Washington Post columnist David Ignatius wrongly credited President Bush with having admitted mistakes in the administration's torture policy and previous opposition to the McCain amendment. In fact, Bush actually said only that he was "happy to work with him [McCain] to achieve a common objective."
Writing about President Bush's change of course in endorsing Sen. John McCain's (R-AZ) amendment to the defense appropriations bill that would ban "cruel, inhuman, or degrading" treatment of all prisoners in U.S. custody, Washington Post columnist David Ignatius wrongly claimed in his December 16 Post column that Bush admitted having made "mistakes" in the administration's policy on torture and in his prior opposition to the McCain amendment. In fact, Bush, who met with McCain and Sen. John Warner (R-VA) on December 15 to discuss the amendment, made no admission of error, but instead proclaimed he was "happy to work with him [McCain] to achieve a common objective."
From Ignatius' December 16 Post column:
The strongest argument for the compromise McCain and Bush reached yesterday is, to my mind, a national security one. Bush realized that harsh negative perceptions of America abroad were harming the country. The torture issue had become the most noxious symbol of what the world saw as America's arrogant lawlessness. But to Bush, it was also a symbol of his vow to do whatever it took to make the United States safe. So the two most stubborn men in America, McCain and Bush, struggled to find language they could both live with.

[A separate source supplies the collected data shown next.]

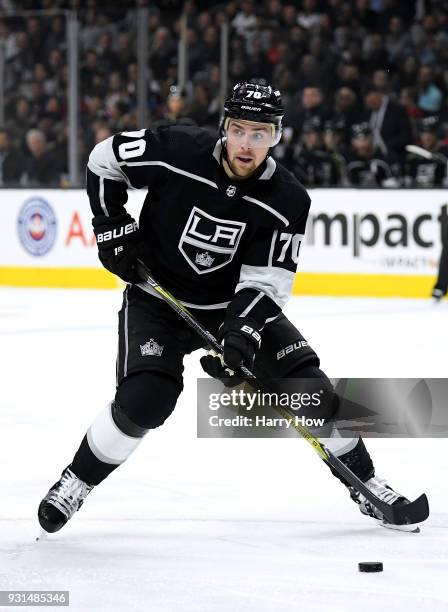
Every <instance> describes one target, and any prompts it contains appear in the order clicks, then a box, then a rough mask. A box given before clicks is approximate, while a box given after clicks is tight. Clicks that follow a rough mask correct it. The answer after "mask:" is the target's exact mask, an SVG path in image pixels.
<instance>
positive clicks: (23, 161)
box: [0, 128, 24, 187]
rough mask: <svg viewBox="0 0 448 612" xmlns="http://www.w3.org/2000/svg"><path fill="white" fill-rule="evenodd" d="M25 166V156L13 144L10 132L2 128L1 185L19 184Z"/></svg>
mask: <svg viewBox="0 0 448 612" xmlns="http://www.w3.org/2000/svg"><path fill="white" fill-rule="evenodd" d="M23 168H24V160H23V156H22V155H21V154H20V153H19V151H18V150H16V149H15V148H14V147H13V146H12V144H11V139H10V137H9V134H8V132H7V131H6V130H5V129H2V128H0V187H10V186H12V185H18V184H19V182H20V177H21V176H22V172H23Z"/></svg>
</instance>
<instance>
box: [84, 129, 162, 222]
mask: <svg viewBox="0 0 448 612" xmlns="http://www.w3.org/2000/svg"><path fill="white" fill-rule="evenodd" d="M168 139H169V136H168ZM168 145H169V140H168V142H167V137H166V135H165V138H164V137H163V133H162V134H161V133H158V132H156V133H155V132H152V131H151V130H145V129H143V130H136V131H133V132H121V133H120V134H115V136H111V137H110V138H107V139H106V140H104V141H103V142H100V143H99V144H97V145H96V146H95V147H94V149H93V150H92V152H91V154H90V156H89V161H88V164H87V193H88V196H89V200H90V206H91V208H92V212H93V214H94V215H95V216H96V215H105V216H106V217H113V216H116V215H120V214H122V213H123V212H125V208H124V207H125V204H126V202H127V199H128V195H127V190H128V188H134V189H141V188H143V187H149V188H150V187H151V186H153V185H155V184H157V182H158V181H160V180H162V179H163V176H164V172H165V168H164V165H163V164H164V163H166V162H167V159H168V158H169V146H168Z"/></svg>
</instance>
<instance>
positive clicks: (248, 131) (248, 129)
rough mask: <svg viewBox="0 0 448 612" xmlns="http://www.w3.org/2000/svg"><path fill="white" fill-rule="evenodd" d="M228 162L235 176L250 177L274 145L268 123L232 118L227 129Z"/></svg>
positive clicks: (226, 131)
mask: <svg viewBox="0 0 448 612" xmlns="http://www.w3.org/2000/svg"><path fill="white" fill-rule="evenodd" d="M226 135H227V142H226V148H227V162H228V166H229V169H230V171H231V173H232V174H233V175H234V178H239V179H245V178H248V177H249V176H250V175H251V174H253V173H254V172H255V170H256V169H257V168H258V167H259V166H260V164H262V163H263V161H264V160H265V159H266V156H267V154H268V151H269V147H271V146H272V141H273V134H272V126H271V125H270V124H268V123H256V122H255V121H240V120H237V119H230V121H229V124H228V126H227V130H226Z"/></svg>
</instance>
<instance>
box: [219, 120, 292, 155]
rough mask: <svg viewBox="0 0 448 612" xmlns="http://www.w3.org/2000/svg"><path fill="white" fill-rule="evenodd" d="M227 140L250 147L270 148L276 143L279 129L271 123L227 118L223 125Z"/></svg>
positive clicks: (278, 138) (235, 143)
mask: <svg viewBox="0 0 448 612" xmlns="http://www.w3.org/2000/svg"><path fill="white" fill-rule="evenodd" d="M224 131H225V133H226V136H227V142H229V143H230V144H232V145H235V146H244V147H247V148H251V149H256V148H270V147H273V146H275V145H276V144H278V142H279V140H280V137H281V130H280V129H279V128H276V126H275V125H274V124H273V123H256V122H255V121H243V120H240V119H227V120H226V122H225V125H224Z"/></svg>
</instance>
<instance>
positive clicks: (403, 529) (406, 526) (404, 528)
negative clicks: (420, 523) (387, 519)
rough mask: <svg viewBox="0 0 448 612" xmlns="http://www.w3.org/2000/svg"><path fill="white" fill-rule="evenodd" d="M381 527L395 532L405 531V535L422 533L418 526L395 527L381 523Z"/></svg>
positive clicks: (414, 525)
mask: <svg viewBox="0 0 448 612" xmlns="http://www.w3.org/2000/svg"><path fill="white" fill-rule="evenodd" d="M380 525H381V527H385V528H386V529H392V530H393V531H403V532H405V533H420V527H419V526H418V525H394V524H393V523H383V522H382V521H380Z"/></svg>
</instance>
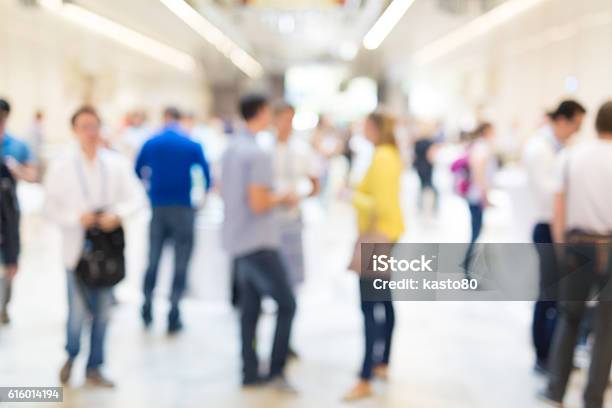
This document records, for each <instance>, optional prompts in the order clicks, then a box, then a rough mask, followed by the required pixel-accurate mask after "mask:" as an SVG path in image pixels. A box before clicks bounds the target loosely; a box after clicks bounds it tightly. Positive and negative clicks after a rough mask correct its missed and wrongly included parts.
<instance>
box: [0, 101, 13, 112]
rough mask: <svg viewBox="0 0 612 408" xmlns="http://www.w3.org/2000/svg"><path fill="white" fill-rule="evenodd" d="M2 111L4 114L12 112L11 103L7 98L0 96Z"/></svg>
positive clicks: (1, 108)
mask: <svg viewBox="0 0 612 408" xmlns="http://www.w3.org/2000/svg"><path fill="white" fill-rule="evenodd" d="M0 113H1V114H2V116H8V114H9V113H11V104H10V103H8V101H7V100H6V99H2V98H0Z"/></svg>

I credit Bush for realizing that he had to give ground. He needed to do something on the torture issue to protect the country's standing in the world -- even something that he rightly believed carried risks for the United States. The man who famously never wants to change course or admit mistakes finally did both. In formally renouncing the anything-goes mentality that followed Sept. 11, he has begun restoring America's badly tarnished image.

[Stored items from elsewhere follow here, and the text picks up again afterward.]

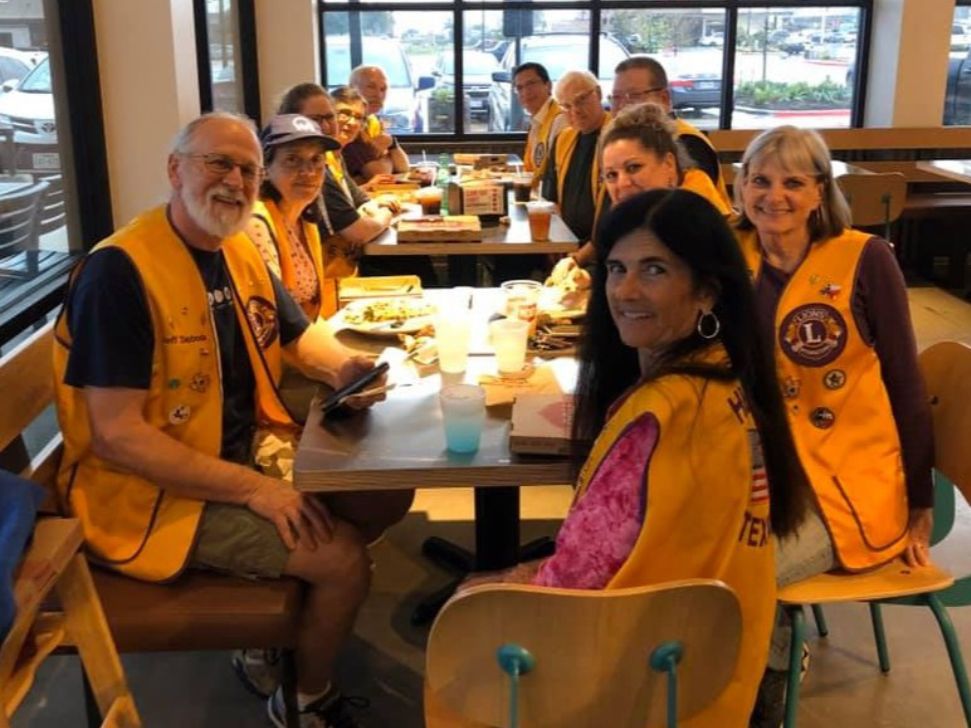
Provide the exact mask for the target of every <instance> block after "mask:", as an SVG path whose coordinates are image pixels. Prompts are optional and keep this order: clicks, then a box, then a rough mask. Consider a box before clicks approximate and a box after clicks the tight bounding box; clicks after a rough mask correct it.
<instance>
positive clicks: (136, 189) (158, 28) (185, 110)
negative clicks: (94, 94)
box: [81, 0, 199, 227]
mask: <svg viewBox="0 0 971 728" xmlns="http://www.w3.org/2000/svg"><path fill="white" fill-rule="evenodd" d="M94 20H95V31H96V33H97V43H98V68H99V70H100V73H101V101H102V106H103V109H104V117H105V137H106V139H105V141H106V144H107V149H108V174H109V178H110V179H111V205H112V211H113V213H114V222H115V226H116V227H117V226H120V225H123V224H125V223H126V222H127V221H128V220H130V219H131V218H132V217H134V216H135V215H137V214H138V213H139V212H141V211H143V210H145V209H146V208H148V207H150V206H152V205H154V204H157V203H159V202H161V201H163V200H165V199H167V198H168V190H169V186H168V180H167V178H166V176H165V160H166V157H167V156H168V150H169V146H170V144H171V141H172V139H173V137H174V136H175V134H176V132H177V131H178V130H179V129H180V128H181V127H182V126H184V125H185V124H186V123H188V122H189V121H190V120H192V119H193V118H194V117H196V116H198V114H199V76H198V70H197V66H196V45H195V23H194V21H193V16H192V0H152V1H151V2H141V1H138V2H131V1H130V0H122V1H120V2H119V0H94ZM81 184H84V182H83V180H82V181H81Z"/></svg>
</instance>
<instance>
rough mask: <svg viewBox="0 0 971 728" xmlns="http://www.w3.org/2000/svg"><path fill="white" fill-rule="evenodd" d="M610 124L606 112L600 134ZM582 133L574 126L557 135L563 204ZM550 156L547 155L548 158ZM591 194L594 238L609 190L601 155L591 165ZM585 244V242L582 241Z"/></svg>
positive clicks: (560, 191) (557, 159) (556, 180)
mask: <svg viewBox="0 0 971 728" xmlns="http://www.w3.org/2000/svg"><path fill="white" fill-rule="evenodd" d="M609 122H610V114H609V113H607V112H604V115H603V119H602V120H601V122H600V129H599V130H598V131H597V133H598V134H599V133H600V132H601V131H603V128H604V127H605V126H606V125H607V124H608V123H609ZM579 138H580V132H579V131H578V130H577V129H575V128H573V127H572V126H568V127H566V128H565V129H564V130H563V131H561V132H560V133H559V134H557V135H556V150H555V156H556V159H555V162H556V199H557V200H559V203H560V204H561V205H562V204H563V187H564V185H565V184H566V173H567V170H569V169H570V161H571V160H572V159H573V150H574V149H576V146H577V140H578V139H579ZM548 157H549V155H547V158H548ZM590 194H591V196H592V197H593V225H592V227H591V228H590V237H591V238H593V237H594V236H595V235H596V233H597V221H598V220H599V219H600V213H601V212H602V211H603V206H604V200H605V199H606V197H607V188H606V186H605V185H604V183H603V177H602V176H601V174H600V155H598V154H594V156H593V164H592V165H590ZM581 242H583V241H581Z"/></svg>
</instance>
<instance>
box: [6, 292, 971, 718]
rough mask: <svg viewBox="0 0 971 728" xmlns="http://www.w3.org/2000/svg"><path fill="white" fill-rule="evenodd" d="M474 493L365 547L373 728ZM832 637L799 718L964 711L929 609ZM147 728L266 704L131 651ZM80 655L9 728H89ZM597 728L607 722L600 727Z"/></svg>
mask: <svg viewBox="0 0 971 728" xmlns="http://www.w3.org/2000/svg"><path fill="white" fill-rule="evenodd" d="M911 304H912V311H913V314H914V317H915V324H916V328H917V330H918V339H919V344H920V346H921V347H924V346H927V345H928V344H930V343H932V342H933V341H935V340H938V339H941V338H958V339H963V340H966V341H968V343H971V306H968V304H967V303H965V302H963V301H961V300H960V299H957V298H954V297H951V296H949V295H948V294H946V293H943V292H941V291H939V290H938V289H934V288H918V289H912V291H911ZM570 495H571V491H570V489H569V488H567V487H543V488H539V487H535V488H525V489H524V490H523V514H524V518H526V519H527V520H526V521H525V522H524V524H523V532H524V534H523V535H524V538H525V539H528V538H530V537H532V536H534V535H538V534H542V533H548V534H552V533H554V532H555V530H556V527H557V523H558V521H559V519H560V518H561V517H562V514H563V513H564V512H565V511H566V509H567V506H568V504H569V500H570ZM471 521H472V496H471V492H470V491H469V490H466V489H455V490H436V491H421V492H419V496H418V499H417V500H416V504H415V507H414V508H413V510H412V512H411V513H410V514H409V515H408V517H407V518H406V519H405V520H404V521H403V522H402V523H401V524H399V525H398V526H397V527H395V529H393V531H392V532H391V533H390V537H389V538H388V539H387V540H386V541H385V542H383V543H381V544H380V545H379V546H378V547H377V548H376V549H375V552H374V556H375V560H376V562H377V571H376V573H375V581H374V589H373V592H372V594H371V596H370V598H369V600H368V601H367V603H366V605H365V607H364V610H363V612H362V614H361V617H360V620H359V623H358V626H357V629H356V632H355V635H354V638H353V640H352V641H351V642H350V644H349V645H348V646H347V649H346V651H345V654H344V656H343V659H342V663H341V668H340V682H341V685H342V686H343V687H344V689H345V690H346V691H347V692H350V693H355V694H360V695H364V696H366V697H368V698H369V699H370V700H371V707H370V709H369V710H367V711H365V713H364V714H363V715H364V716H366V718H367V721H368V722H367V725H369V726H372V727H373V728H419V727H420V726H422V724H423V721H422V718H421V688H422V665H423V645H424V641H425V639H426V637H427V630H425V629H416V628H414V627H412V626H411V625H410V623H409V621H408V616H409V613H410V611H411V607H412V605H413V604H414V603H415V602H416V600H417V599H418V598H419V597H420V596H421V595H423V594H425V593H427V592H428V591H430V590H431V589H433V588H434V587H436V586H438V585H440V584H441V583H442V582H443V580H444V577H445V574H444V573H442V572H440V571H438V570H437V569H436V568H435V567H433V566H431V565H429V564H428V563H427V562H426V561H424V560H423V559H422V557H421V555H420V543H421V540H422V539H423V538H424V537H425V536H427V535H432V534H436V535H440V536H444V537H447V538H451V539H453V540H456V541H460V542H464V543H466V544H467V545H468V544H469V543H470V542H471V539H472V523H471ZM935 560H937V561H939V562H940V563H941V564H942V565H943V566H945V567H948V568H950V569H951V570H952V571H954V572H955V573H957V574H966V573H971V510H969V509H968V507H967V506H966V505H965V504H964V503H963V502H962V503H961V507H960V510H959V513H958V519H957V522H956V525H955V528H954V531H953V532H952V534H951V536H950V538H949V539H948V540H947V541H946V542H945V543H944V544H942V545H941V546H940V547H938V548H937V549H935ZM826 614H827V618H828V621H829V626H830V636H829V638H828V639H823V640H820V639H817V638H816V636H815V634H814V633H813V637H812V640H811V647H812V652H813V661H812V666H811V669H810V672H809V675H808V677H807V679H806V682H805V684H804V685H803V689H802V697H803V699H802V703H801V709H800V726H802V727H803V728H832V727H833V726H866V727H869V726H873V727H877V726H879V727H881V728H912V727H918V726H919V728H953V727H955V726H960V725H962V724H963V720H962V716H961V707H960V703H959V701H958V698H957V692H956V690H955V687H954V682H953V679H952V677H951V673H950V668H949V664H948V661H947V657H946V654H945V651H944V647H943V644H942V642H941V639H940V636H939V633H938V630H937V626H936V624H935V622H934V620H933V618H932V617H931V616H930V614H929V613H928V612H927V611H926V610H918V609H913V608H903V607H890V608H886V610H885V621H886V626H887V635H888V641H889V645H890V651H891V659H892V668H893V669H892V671H891V672H890V674H889V675H882V674H881V673H880V670H879V668H878V666H877V664H876V655H875V650H874V646H873V639H872V634H871V631H870V627H869V621H868V616H867V611H866V608H865V607H863V606H860V605H845V606H838V607H833V608H829V609H827V612H826ZM951 614H952V618H953V620H954V623H955V625H956V628H957V630H958V633H959V635H960V638H961V642H962V645H963V647H964V653H965V655H966V656H967V657H968V658H969V659H971V608H963V609H961V608H956V609H953V610H952V612H951ZM123 661H124V664H125V668H126V670H127V672H128V677H129V680H130V683H131V686H132V690H133V692H134V695H135V699H136V701H137V703H138V707H139V710H140V711H141V714H142V716H143V717H144V719H145V723H146V725H147V726H163V727H167V726H179V728H194V727H195V726H239V727H241V728H245V727H249V726H253V727H255V726H266V725H269V723H268V721H267V719H266V717H265V713H264V706H263V703H262V701H260V700H259V699H257V698H256V697H254V696H252V695H250V694H249V693H247V692H246V691H245V690H244V689H243V687H242V686H241V685H240V684H239V682H238V681H237V680H236V678H235V676H234V674H233V672H232V670H231V668H230V665H229V655H228V653H188V654H154V655H129V656H125V657H124V658H123ZM79 675H80V673H79V667H78V663H77V660H76V658H71V657H59V658H54V659H51V660H49V661H48V662H47V663H46V665H45V667H44V668H43V671H42V674H41V676H40V679H39V681H38V683H37V684H36V686H35V688H34V690H33V691H32V692H31V694H30V695H29V696H28V699H27V701H26V702H25V704H24V705H23V706H22V707H21V709H20V711H19V712H18V714H17V716H16V719H15V720H14V722H13V725H14V726H15V727H16V728H26V727H27V726H30V727H31V728H62V727H64V726H81V725H83V724H84V718H83V707H82V700H81V684H80V677H79ZM605 728H608V727H606V726H605Z"/></svg>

Ignatius made clear that he was talking about two separate actions by Bush: reversing course and admitting mistakes. He did not say that Bush's reversal of course was tantamount to admitting mistakes. Rather, he wrote that Bush "finally did both." In fact, rather than any admission of error, Bush remarked how the White House is "happy to work" with McCain to "make it clear to the world that this government does not torture." From Bush's December 15 meeting with McCain and Warner:
BUSH: Senator McCain has been a leader to make sure that the United States of America upholds the values of America as we fight and win this war on terror. And we've been happy to work with him to achieve a common objective, and that is to make it clear to the world that this government does not torture and that we adhere to the international convention of torture, whether it be here at home or abroad. And so we have worked very closely with the senator and others to achieve that objective, as well as to provide protections for those who are on the front line of fighting the terrorists.

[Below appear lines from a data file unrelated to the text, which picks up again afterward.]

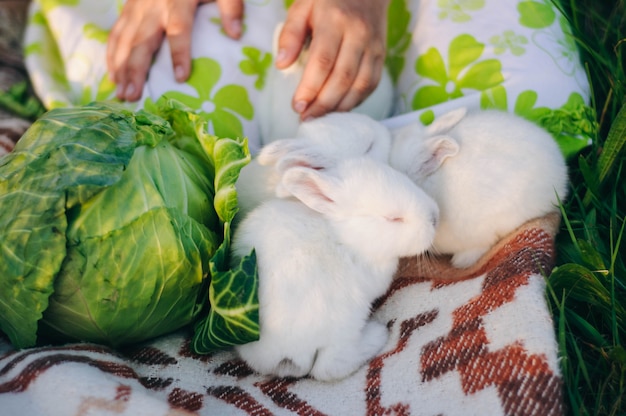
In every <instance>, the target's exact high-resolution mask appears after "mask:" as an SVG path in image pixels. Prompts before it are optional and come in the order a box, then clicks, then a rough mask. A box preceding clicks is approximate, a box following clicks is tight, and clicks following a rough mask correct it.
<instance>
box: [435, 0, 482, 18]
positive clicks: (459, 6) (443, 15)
mask: <svg viewBox="0 0 626 416" xmlns="http://www.w3.org/2000/svg"><path fill="white" fill-rule="evenodd" d="M437 6H439V7H440V8H441V11H440V12H439V18H440V19H441V20H445V19H448V18H449V19H450V20H452V21H453V22H455V23H464V22H469V21H470V20H472V16H471V15H470V14H469V12H472V11H477V10H480V9H482V8H483V7H485V0H437Z"/></svg>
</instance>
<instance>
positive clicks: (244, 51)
mask: <svg viewBox="0 0 626 416" xmlns="http://www.w3.org/2000/svg"><path fill="white" fill-rule="evenodd" d="M241 53H243V54H244V56H246V58H247V59H244V60H243V61H241V62H239V69H241V72H243V73H244V74H246V75H252V76H256V77H257V79H256V81H255V82H254V88H256V89H257V90H262V89H263V87H264V86H265V77H266V75H267V70H268V68H269V67H270V65H271V64H272V54H270V53H268V52H265V53H264V52H262V51H260V50H259V49H257V48H253V47H252V46H244V47H243V48H242V49H241Z"/></svg>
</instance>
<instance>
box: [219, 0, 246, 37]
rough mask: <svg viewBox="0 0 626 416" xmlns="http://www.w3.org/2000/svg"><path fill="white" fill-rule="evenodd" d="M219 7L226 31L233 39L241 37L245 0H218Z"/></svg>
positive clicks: (223, 23)
mask: <svg viewBox="0 0 626 416" xmlns="http://www.w3.org/2000/svg"><path fill="white" fill-rule="evenodd" d="M217 7H218V8H219V11H220V16H221V19H222V28H223V29H224V32H226V34H227V35H228V36H229V37H231V38H233V39H239V38H240V37H241V34H242V31H243V28H242V18H243V9H244V5H243V0H217Z"/></svg>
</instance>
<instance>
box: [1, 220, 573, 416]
mask: <svg viewBox="0 0 626 416" xmlns="http://www.w3.org/2000/svg"><path fill="white" fill-rule="evenodd" d="M558 220H559V217H558V215H557V214H554V215H549V216H547V217H544V218H541V219H538V220H535V221H531V222H529V223H527V224H525V225H524V226H522V227H521V228H519V229H518V230H516V231H515V232H514V233H512V234H511V235H510V236H508V237H507V238H505V239H503V240H502V241H501V242H500V243H499V244H498V245H497V246H496V247H494V249H493V250H492V251H491V252H490V253H488V255H486V256H485V257H484V258H483V260H482V261H481V262H479V263H478V264H477V265H476V266H474V267H473V268H472V269H468V270H463V271H460V270H458V269H451V268H450V267H449V266H448V265H447V263H446V259H432V258H430V259H424V258H419V259H417V258H415V259H406V260H404V261H403V262H402V264H401V267H400V269H399V271H398V274H397V276H396V278H395V280H394V282H393V285H392V287H391V288H390V290H389V292H388V293H387V294H386V295H385V296H384V297H383V298H381V299H379V300H378V301H377V302H376V304H375V307H374V312H373V313H374V318H375V319H377V320H378V321H380V322H384V323H386V324H387V326H388V327H389V330H390V331H391V337H390V340H389V342H388V344H387V345H386V347H385V348H384V350H383V351H382V352H381V353H380V354H379V355H378V356H377V357H375V358H374V359H373V360H372V361H371V362H370V363H369V364H368V365H366V366H365V367H363V368H361V369H360V370H359V371H358V372H356V373H355V374H353V375H352V376H350V377H349V378H347V379H344V380H342V381H338V382H334V383H324V382H318V381H315V380H312V379H309V378H304V379H281V378H268V377H261V376H259V375H257V374H254V373H253V372H252V371H251V370H250V369H249V368H248V367H247V366H246V365H245V364H244V363H243V362H242V361H241V360H239V359H238V358H237V356H236V355H235V354H234V353H233V352H232V351H223V352H219V353H215V354H212V355H205V356H201V355H196V354H194V353H193V352H192V351H191V349H190V342H189V340H190V333H187V332H184V331H182V332H178V333H174V334H170V335H167V336H164V337H161V338H158V339H155V340H153V341H151V342H147V343H145V344H142V345H137V346H133V347H130V348H126V349H121V350H112V349H109V348H107V347H104V346H100V345H94V344H70V345H64V346H49V347H40V348H33V349H27V350H22V351H15V350H13V349H12V348H11V346H10V344H9V343H8V340H6V339H5V338H0V409H2V414H6V415H18V414H19V415H128V416H137V415H150V416H159V415H190V414H194V415H341V416H343V415H428V416H431V415H447V416H449V415H464V416H467V415H520V416H521V415H524V416H528V415H561V414H563V413H564V409H563V398H562V380H561V377H560V373H559V368H558V361H557V346H556V342H555V335H554V330H553V327H552V320H551V316H550V314H549V312H548V309H547V303H546V301H545V297H544V291H545V281H544V272H545V271H548V270H550V268H551V267H552V262H553V257H554V247H553V242H554V233H555V231H556V229H557V228H558V227H557V225H558Z"/></svg>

McCain's amendment would limit all Department of Defense interrogations to techniques listed in the Army Field Manual and prohibit "cruel, inhuman, or degrading treatment or punishment" against any "individual in the custody or under the physical control of the [U.S.] government." The White House strongly opposed McCain's amendment, and "had pressed the senator to either drop the measure or modify it so that interrogators, especially with the CIA, would have the flexibility to use a range of extreme tactics on terrorism suspects" [Washington Post, 12/16/05]. The White House announced its support for the amendment on December 15 -- one day after the House approved the appropriations bill with McCain's amendment by a 308-122 vote. The Senate had already approved the amendment by a 90-9 vote.